SS: As a society, we’ve given deregulated financial markets the task of maintaining the stability of the social and political order. Corporations are supposed to behave themselves in the proper way through pressure from shareholders and the stock market. Individuals are disciplined by engaging in labor markets and through debts. Governments, arguably, are being disciplined by bond markets. Market forces are supposed to keep everything and everyone working together the best way.
Economists call this “social efficiency.” They’ve swallowed the idea so completely that it’s hard for them to think about any alternative social order. Within this system, the only way you get behavioral change, like reducing CO2 emissios, is to use price incentives. You put a price on carbon, and eventually costs and prices will motivate self-interested firms and consumers to change their decisions and cut carbon emissions. The same price incentives are supposed to focus the minds of innovators and engineers on developing new zero-carbon (energy) technologies and products.
This is a fantasy. Slowing global warming requires deep transformational change, a process which in turn needs long-term steady directional thrust (in investment and technology development), which short-termist financial markets have never been able to provide in history and can’t provide by their very nature. Why? Because vested interests in the fossil-fuel economy will try to block or delay needed structural change. Plus, self-interested market behavior by individual producers and consumers does not automatically or necessarily add up to a better outcomes for society.
Progress on climate change demands collective action, both between nations and within nations. Questions of who is paying the cost and who is getting the benefits are critical.
We need coordination, direct steering and guidance of investment, research and develpment, along with innovation and mechanisms for burden sharing.
The effort can only work if it is inclusive, democratic and fair: the strongest shoulders must carry the largest burden. Bottom line: we have to think about alternative ways to ensure social and political order. I know that all this seems far-fetched and well beyond what is politically possible today. But I am old enough to agree with Jan Tinbergen, the first Nobel laureate in economics (jointly with Ragnar Frisch), that the “idealists of today often turn out to be the realists of tomorrow.”
LP: What do you say to people who dismiss you as an alarmist?
SS: That they are wrong. Ignoring the cumulative evidence on global warming is behaving like an ostrich. I try to be a realist, staying away from the often naive “can-do” engineering attitudes of techno-optimists (which ignore or underestimate major practical social and political obstacles standing in their way) and steering clear from the fatalist pessimism.
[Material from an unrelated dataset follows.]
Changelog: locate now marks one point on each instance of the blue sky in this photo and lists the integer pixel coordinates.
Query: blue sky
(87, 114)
Slowing down climate change is technically and economically possible, but we need immediate and radical actions, most of which go against the vested interests of fossil-fuel corporations as well as against the established ideas and interests of most economists working on climate, who wrongly think that the problem can be solved in an economic-engineering fashion. Establishment economics should become part of the solution intead of the problem.
There is also ample scope to raise corporate taxes on Big Oil corporations and carbon-intensive (chemical) companies, many of which succesfully engage in massive tax evasion and shifting. We also have to fix the problem of political money by finding ways to inoculate our politics from corporate billionaire power. And if central banks are able to use unconventional monetary policy instruments to fight a global financial crisis and rescue banks, then they clearly should be able to do the same when fighting a looming climate disaster. There are grounds for optimism.